Sometimes I lie awake at night, worrying about the Institute of Fundraising. No, don't laugh - it's awfully serious, because on the eve of its national convention next week, the institute is in a spot or two of bother.

Nick Cater
Nick Cater

It is not an easy time for fundraising when one of the voluntary sector's bouts of self-doubt coincides with a rush of charity scandals - none of them any fault of the institute - and wider changes, such as the public benefit test.

This is especially so when the new NCVO almanac says fundraising is securing vast sums for a big charities yet has let the income of smaller groups fall by almost £700m. Despite a long boom - in business, house prices, employment, bonuses - the charity cake is still as small as ever. Has Peter merely robbed Paul?

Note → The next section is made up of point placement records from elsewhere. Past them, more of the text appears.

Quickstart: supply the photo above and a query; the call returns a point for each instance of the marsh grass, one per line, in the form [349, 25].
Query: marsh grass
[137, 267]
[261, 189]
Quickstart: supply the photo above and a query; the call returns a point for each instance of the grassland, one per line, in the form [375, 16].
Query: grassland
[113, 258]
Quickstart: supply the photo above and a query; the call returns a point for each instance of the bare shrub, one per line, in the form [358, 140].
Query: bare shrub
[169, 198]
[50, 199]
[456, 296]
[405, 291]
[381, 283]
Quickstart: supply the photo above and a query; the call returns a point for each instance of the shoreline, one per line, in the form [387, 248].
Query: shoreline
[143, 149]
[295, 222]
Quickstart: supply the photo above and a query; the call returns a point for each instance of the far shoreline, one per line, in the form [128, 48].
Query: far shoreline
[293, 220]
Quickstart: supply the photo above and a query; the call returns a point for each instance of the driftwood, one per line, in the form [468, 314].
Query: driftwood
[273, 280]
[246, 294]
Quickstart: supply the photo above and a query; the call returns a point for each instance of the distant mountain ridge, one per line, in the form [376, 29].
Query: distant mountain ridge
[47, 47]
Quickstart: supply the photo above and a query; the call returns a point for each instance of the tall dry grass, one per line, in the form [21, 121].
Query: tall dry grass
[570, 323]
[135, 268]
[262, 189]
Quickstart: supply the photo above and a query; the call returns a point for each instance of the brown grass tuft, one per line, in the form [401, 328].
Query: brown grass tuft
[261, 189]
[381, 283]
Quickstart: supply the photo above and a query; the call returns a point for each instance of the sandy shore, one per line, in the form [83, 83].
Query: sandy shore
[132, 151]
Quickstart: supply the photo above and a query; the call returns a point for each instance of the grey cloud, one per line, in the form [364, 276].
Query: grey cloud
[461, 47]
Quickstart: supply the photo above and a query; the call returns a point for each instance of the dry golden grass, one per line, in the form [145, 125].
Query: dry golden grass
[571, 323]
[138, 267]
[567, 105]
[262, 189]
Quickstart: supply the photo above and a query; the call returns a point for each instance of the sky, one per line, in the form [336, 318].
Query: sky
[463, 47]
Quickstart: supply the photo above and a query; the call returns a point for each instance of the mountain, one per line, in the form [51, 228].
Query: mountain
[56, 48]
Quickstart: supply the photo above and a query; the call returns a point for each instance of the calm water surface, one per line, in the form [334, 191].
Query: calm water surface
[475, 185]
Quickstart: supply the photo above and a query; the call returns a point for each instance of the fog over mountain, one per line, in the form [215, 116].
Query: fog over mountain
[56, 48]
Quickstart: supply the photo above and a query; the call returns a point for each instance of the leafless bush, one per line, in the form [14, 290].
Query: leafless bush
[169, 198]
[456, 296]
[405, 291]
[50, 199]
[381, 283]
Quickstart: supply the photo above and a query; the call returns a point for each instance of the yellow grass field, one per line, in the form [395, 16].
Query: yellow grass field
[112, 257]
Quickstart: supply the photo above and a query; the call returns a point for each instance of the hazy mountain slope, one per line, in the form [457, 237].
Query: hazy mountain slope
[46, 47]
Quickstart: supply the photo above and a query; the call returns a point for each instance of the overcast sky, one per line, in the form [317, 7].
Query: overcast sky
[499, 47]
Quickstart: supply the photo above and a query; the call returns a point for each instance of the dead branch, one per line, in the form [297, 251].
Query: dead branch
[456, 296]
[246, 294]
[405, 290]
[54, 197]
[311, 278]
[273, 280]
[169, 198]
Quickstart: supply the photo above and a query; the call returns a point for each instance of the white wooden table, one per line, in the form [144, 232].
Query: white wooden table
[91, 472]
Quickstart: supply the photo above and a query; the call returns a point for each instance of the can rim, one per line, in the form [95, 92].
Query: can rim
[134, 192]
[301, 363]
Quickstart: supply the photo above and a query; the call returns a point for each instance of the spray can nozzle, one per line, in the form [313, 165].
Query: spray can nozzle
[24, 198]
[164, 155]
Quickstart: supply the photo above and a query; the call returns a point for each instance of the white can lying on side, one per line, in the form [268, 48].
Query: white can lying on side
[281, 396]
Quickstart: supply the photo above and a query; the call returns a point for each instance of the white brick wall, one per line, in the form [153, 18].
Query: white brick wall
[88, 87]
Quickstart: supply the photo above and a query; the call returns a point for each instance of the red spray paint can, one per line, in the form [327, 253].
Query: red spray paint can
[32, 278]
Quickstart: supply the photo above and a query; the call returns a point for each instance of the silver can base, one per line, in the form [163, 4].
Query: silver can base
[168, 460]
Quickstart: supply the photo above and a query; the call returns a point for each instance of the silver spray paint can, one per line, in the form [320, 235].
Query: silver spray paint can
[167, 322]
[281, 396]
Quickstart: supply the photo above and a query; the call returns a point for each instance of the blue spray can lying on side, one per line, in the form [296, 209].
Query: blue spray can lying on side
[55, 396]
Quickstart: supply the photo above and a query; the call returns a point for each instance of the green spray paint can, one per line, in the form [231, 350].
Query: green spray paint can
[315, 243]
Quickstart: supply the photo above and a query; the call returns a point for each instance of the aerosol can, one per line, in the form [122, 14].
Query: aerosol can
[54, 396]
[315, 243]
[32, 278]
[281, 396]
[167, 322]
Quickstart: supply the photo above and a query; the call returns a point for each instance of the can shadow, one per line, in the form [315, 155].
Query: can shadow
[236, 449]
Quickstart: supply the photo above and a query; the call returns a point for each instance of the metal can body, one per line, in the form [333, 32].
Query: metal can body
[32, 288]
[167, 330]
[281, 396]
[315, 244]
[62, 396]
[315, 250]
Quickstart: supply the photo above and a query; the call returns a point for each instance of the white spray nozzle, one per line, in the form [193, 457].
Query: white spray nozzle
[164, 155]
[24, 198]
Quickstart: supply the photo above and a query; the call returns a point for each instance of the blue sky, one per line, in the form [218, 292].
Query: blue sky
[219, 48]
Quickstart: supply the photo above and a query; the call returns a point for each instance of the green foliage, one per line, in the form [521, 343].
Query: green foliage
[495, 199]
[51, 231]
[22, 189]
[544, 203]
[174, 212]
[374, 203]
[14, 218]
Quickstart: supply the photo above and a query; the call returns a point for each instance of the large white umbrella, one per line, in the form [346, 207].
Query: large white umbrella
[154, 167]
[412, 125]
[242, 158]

Meanwhile, the institute is busy doing little or nothing about the now abandoned soft target of lower SMS phone fees for charity donations (bar something strange and Scandinavian called LUUP). Yet it is working the whole day on the lost cause of recovering £70m in Gift Aid. And it's trying to find lots of things not to do, like giving back £4m from its payroll giving promotion.

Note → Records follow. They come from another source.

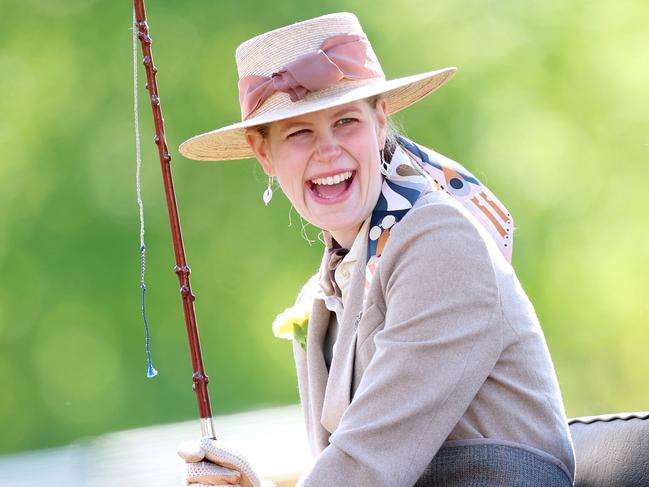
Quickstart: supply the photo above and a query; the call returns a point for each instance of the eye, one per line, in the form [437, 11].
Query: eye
[346, 121]
[297, 132]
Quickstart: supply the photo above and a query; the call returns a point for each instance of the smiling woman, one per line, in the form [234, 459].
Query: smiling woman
[424, 363]
[327, 164]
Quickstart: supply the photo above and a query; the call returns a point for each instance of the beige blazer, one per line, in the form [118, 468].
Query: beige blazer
[445, 347]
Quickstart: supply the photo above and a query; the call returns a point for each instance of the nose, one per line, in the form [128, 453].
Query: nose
[327, 147]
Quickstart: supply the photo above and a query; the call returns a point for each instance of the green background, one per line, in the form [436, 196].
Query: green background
[548, 108]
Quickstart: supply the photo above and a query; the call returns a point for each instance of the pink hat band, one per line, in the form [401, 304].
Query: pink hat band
[341, 56]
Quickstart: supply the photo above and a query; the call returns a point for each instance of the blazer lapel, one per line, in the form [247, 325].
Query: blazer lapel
[338, 393]
[312, 370]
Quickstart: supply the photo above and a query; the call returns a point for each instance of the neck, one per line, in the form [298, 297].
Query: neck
[345, 237]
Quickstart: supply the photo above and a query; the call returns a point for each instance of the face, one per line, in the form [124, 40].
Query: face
[327, 164]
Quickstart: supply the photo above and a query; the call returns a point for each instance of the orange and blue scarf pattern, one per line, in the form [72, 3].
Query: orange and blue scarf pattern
[414, 169]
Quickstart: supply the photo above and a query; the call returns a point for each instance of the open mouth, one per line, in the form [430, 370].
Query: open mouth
[331, 187]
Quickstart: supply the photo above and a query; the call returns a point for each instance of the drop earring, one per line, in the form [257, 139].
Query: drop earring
[384, 167]
[268, 193]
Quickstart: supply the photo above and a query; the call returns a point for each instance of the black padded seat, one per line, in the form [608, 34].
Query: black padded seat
[612, 450]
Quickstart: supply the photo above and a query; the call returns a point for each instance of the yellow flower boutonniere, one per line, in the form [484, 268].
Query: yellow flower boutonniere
[292, 324]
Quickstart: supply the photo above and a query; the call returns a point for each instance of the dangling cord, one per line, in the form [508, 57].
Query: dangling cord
[151, 372]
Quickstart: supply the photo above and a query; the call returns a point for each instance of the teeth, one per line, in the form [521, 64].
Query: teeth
[338, 178]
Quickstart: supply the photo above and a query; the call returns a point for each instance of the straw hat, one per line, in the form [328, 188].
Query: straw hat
[302, 68]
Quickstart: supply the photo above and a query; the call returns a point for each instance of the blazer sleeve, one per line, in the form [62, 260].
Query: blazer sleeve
[443, 334]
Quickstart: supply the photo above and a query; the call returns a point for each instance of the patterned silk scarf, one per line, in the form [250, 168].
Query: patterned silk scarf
[414, 169]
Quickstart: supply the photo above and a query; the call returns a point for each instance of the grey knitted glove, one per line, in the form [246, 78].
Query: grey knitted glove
[210, 462]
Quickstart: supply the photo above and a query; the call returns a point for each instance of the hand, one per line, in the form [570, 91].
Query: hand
[210, 462]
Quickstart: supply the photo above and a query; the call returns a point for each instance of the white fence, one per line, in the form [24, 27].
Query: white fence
[273, 440]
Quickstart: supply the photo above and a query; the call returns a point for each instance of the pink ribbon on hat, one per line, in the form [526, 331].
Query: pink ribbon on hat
[342, 56]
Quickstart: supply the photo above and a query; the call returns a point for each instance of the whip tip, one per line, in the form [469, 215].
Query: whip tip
[151, 372]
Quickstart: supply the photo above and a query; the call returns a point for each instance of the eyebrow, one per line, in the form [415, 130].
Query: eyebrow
[349, 110]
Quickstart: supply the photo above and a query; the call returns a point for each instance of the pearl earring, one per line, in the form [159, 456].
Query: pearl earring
[268, 193]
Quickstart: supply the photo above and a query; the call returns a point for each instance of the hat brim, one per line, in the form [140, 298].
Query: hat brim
[229, 142]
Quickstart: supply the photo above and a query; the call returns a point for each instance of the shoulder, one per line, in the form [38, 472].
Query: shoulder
[439, 243]
[440, 220]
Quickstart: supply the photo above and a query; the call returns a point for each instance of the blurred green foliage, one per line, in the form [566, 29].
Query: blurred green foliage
[549, 108]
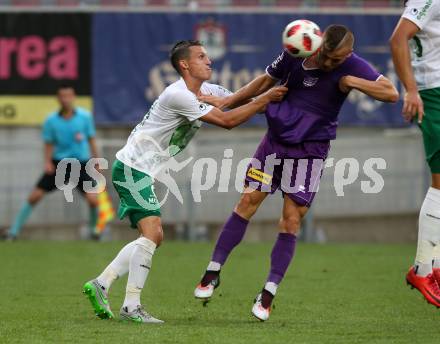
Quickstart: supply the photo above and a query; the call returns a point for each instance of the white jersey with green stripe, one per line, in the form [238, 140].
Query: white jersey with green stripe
[168, 126]
[425, 45]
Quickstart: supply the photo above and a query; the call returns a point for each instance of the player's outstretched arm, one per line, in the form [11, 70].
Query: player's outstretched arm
[235, 117]
[253, 89]
[405, 30]
[381, 89]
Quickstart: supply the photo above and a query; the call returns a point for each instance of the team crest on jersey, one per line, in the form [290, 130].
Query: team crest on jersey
[310, 81]
[213, 37]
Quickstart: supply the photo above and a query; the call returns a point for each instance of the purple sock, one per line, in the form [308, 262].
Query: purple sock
[282, 254]
[231, 235]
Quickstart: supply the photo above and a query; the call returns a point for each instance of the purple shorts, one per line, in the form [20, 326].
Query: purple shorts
[295, 169]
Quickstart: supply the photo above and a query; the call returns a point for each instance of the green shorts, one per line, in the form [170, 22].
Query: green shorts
[136, 192]
[431, 127]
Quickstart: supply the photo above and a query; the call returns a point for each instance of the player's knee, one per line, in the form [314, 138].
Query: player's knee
[290, 224]
[247, 204]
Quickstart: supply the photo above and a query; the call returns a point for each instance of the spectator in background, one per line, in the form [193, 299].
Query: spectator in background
[67, 133]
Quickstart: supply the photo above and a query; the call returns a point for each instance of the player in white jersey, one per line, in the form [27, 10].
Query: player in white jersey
[166, 129]
[416, 42]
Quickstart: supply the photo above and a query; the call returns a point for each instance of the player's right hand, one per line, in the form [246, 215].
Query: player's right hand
[412, 106]
[49, 167]
[276, 94]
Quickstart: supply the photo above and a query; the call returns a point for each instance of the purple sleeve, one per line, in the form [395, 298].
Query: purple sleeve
[280, 67]
[362, 69]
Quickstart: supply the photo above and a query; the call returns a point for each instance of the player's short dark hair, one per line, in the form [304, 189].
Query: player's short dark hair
[180, 51]
[64, 86]
[334, 35]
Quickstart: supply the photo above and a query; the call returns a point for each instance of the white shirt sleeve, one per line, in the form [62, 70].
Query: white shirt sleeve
[217, 90]
[420, 12]
[186, 104]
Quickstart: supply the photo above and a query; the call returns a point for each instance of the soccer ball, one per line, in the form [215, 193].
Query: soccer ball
[302, 38]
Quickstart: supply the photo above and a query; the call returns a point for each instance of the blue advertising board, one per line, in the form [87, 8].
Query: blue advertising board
[131, 66]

Ah, payroll giving, that mysteriously afflicted cashless cow, of which institute chief executive Lindsay Boswell declares: "It's fantastic to see the impact payroll giving has made on the income of charities in the 20 years it has been around."

So fantastic that, after 20 years of charity blood, sweat and tears, debates about its pitfalls and lack of productivity prompt internecine warfare among institute members. So fantastic that, after two long decades of investment, subsidies and tax breaks, institute policy director Megan Pacey is launching a "root and branch review to allow payroll giving to reach its full potential".

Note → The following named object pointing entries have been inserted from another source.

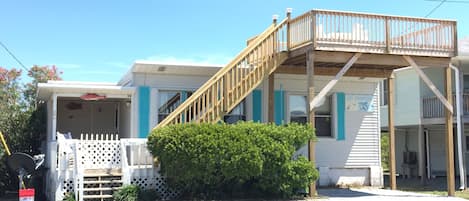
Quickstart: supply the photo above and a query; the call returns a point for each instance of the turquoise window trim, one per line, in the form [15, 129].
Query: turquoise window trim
[279, 102]
[340, 115]
[143, 111]
[257, 105]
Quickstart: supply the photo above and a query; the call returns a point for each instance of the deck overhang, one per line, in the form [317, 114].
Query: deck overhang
[329, 63]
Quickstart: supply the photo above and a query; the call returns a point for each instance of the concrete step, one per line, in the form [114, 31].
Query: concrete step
[101, 189]
[96, 196]
[104, 172]
[102, 181]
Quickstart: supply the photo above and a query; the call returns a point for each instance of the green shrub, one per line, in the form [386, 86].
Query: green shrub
[127, 193]
[220, 160]
[148, 195]
[69, 197]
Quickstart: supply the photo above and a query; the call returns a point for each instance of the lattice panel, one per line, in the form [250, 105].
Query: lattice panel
[67, 186]
[99, 154]
[158, 183]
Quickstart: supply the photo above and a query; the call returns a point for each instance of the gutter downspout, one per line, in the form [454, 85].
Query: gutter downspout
[462, 175]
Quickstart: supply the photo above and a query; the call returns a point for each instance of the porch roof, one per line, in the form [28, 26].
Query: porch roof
[111, 90]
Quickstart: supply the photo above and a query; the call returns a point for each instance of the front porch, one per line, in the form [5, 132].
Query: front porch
[94, 166]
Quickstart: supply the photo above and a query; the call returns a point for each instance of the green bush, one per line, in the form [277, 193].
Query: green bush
[148, 195]
[69, 197]
[127, 193]
[222, 160]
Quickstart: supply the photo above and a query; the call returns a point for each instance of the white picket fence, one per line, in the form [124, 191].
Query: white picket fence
[69, 158]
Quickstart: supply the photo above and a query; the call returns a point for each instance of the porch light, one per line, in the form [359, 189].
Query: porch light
[92, 96]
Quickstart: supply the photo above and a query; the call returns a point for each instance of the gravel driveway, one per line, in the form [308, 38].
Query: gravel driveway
[378, 194]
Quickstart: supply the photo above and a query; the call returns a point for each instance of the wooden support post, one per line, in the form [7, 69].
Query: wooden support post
[311, 118]
[392, 140]
[449, 136]
[421, 157]
[322, 94]
[271, 97]
[288, 27]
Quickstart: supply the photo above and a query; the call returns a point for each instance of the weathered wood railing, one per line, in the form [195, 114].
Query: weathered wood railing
[433, 108]
[229, 86]
[359, 32]
[325, 30]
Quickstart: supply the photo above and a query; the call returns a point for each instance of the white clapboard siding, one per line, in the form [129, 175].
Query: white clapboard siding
[365, 148]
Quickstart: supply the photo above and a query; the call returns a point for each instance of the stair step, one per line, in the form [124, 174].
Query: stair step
[102, 182]
[102, 189]
[96, 196]
[103, 172]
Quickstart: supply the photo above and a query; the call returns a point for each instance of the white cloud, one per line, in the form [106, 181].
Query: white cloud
[208, 60]
[463, 46]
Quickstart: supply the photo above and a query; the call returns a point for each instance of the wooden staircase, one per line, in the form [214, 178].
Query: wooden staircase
[231, 84]
[101, 184]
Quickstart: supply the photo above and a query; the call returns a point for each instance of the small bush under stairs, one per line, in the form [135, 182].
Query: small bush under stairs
[231, 84]
[101, 184]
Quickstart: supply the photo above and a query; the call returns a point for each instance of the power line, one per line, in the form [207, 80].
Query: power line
[12, 55]
[451, 1]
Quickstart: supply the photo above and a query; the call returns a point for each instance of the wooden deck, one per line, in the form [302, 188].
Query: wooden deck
[333, 37]
[329, 39]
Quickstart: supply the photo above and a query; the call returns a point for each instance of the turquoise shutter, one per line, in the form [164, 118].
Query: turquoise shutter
[257, 105]
[279, 97]
[143, 111]
[340, 96]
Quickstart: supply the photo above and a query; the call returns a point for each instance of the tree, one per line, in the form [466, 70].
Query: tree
[22, 120]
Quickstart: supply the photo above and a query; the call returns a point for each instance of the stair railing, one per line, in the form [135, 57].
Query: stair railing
[231, 84]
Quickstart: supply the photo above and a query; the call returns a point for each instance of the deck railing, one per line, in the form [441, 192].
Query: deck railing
[348, 31]
[231, 84]
[433, 108]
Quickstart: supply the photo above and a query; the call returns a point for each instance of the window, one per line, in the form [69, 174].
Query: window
[169, 101]
[384, 92]
[466, 83]
[298, 113]
[237, 114]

No wonder I'm losing sleep about the institute, though Lindsay B - apart from personally ensuring that the institute is highly efficient and always delivers its promises - appears equally concerned for my welfare, or at least my education.

Almost three months ago, LB dramatically urged me to learn more about fundraising by meeting 700 leading practitioners at the national convention awards bash and dinner (a snip at up to £1,350 + VAT).

My invitation was already in the post, he wrote. As you can imagine, I could hardly wait. Perhaps he just forgot to lick the stamp.